Holm: Like all organizations, the economic pressures in the economy right now are impacting our budget across the board. We see that in contracted services most directly. Our budgetary growth from 2018 through the draft 2023 budget is actually lower than the rate of inflation over the past five years. We are seeing that inflation in contracted services in prices for the products we purchase, for increased costs of labor, increased costs for shipping and supplies. There are three contracts that contribute a significant share to the 2023 budget growth:  the maintenance of the MERIT system, the budget for cybersecurity and the highly skilled labor that delivers that kind of cybersecurity support, and for our national conference in 2023 in lodging and event space costs. 

What is the benefit to credit unions? Contracts allow NCUA to purchase goods and services from the private sector that we shouldn’t be producing ourselves so that we can focus on our mission.

Harper: With at least a $3 million increase, I’d like to focus on cybersecurity. We received a letter from a credit union wanting more details on how that aligns with the executive order on cybersecurityWhat is required by the executive order?

Holm: It is a significant part of our budget. The executive order will be implemented in phases over the next few years. It’s a pretty big lift. The goal is to prevent, protect, assess and remediate any cyber-event that might happen. The Goal is to strengthen our cyberdefenses at the agency. It’s defensive, but also in anticipation of a bad day and limiting the impact.

Harper: What about extending the exam schedule? Currently, we have set that threshold at $1 billion, but some have asked us to raise it to $3 billion. Could you talk about this exam threshold and the tradeoffs we should consider?

Larry Fazio: The $3 billion level comes from the level set by Congress for the FDIC. When you think about it in the context of the relative risk, the relative size of their fund versus the size of our fund. The FDIC fund is about six times larger than our deposit insurance fund. The retained earnings in their fund are about 26 times larger than the retained earnings in our fund. Their fund is funded almost entirely by banks paying premiums. Ours is largely funded by the 1% deposit by credit unions. When you think about six to 26 times larger, if you did the math, what would the equivalent be for us? And that’s just one way of looking at it. You’d be looking at a range of $118 million to $517 million. So, we are already considerably higher. That’s just one context.

Yes, it is relatively more risky, but what is cost/benefit tradeoff to the share insurance fund, which is more complicated? If we extended exams to the $1-$3 billion cadre, you’d be looking at a net decrease of needed examiner positions of roughly 24, which translates into roughly $4 million in annual budget impact. The potential cost to the share insurance fund is really a function of the probabilities…Just for context, if a $1-$3 billion CU fails, you’re looking at an expected cost of $400 million to $1 billion to the SIF. 
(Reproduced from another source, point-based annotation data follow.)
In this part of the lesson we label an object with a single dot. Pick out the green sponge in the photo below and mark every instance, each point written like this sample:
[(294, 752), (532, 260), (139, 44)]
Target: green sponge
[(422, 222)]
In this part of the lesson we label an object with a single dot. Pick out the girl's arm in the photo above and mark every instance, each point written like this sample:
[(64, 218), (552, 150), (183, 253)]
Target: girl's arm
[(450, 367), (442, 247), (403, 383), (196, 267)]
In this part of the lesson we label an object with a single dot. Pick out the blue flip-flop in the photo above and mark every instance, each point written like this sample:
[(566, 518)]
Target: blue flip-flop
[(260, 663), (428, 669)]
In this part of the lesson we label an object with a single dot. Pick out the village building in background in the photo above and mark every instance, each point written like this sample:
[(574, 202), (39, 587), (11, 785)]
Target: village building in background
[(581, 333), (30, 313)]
NCUA Vice Chairman Kyle Hauptman: Of the proposed examination hires, how many are core functions?

Holm: In the 25, we have 17 who we think are critical analytics staff. Two more positions are proposed for CURE that are related to our objectives, and there are six mission support positions in the budget, all in headquarters. Ten of those positions would be in the regions.

Hood: We should be asking ourselves, when credit unions move to ONES supervision, what staffing changes should be made to reflect this reality other than just adding new staff?

Holm:  The 2023 budget puts on-budget one staff position in ONES that the board previously approved.  When we develop the examiner workload budget, we account for credit unions that grow to a size that they fall under ONES supervision by reducing field examination hours and increasing workload hours in ONES.  Effectively we are not adding new staff when ONES takes over supervision and examination of a large credit union.  

However, when credit unions reach the threshold for supervision by ONES, the NCUA’s supervision and examination activity for those large credit unions’ operations increases because of this complexity of those credit unions’ operations and the systemic risk that they present.  Thus, credit unions falling under ONES supervision marginally increases the total agency workload, and results in a marginal increase in the overall staff levels required for supervision and examination.  

NCUA Board Member Rodney Hood: A couple of the positions proposed result from building out an independent ombudsman office. Do credit unions take advantage of the ombudsman office now?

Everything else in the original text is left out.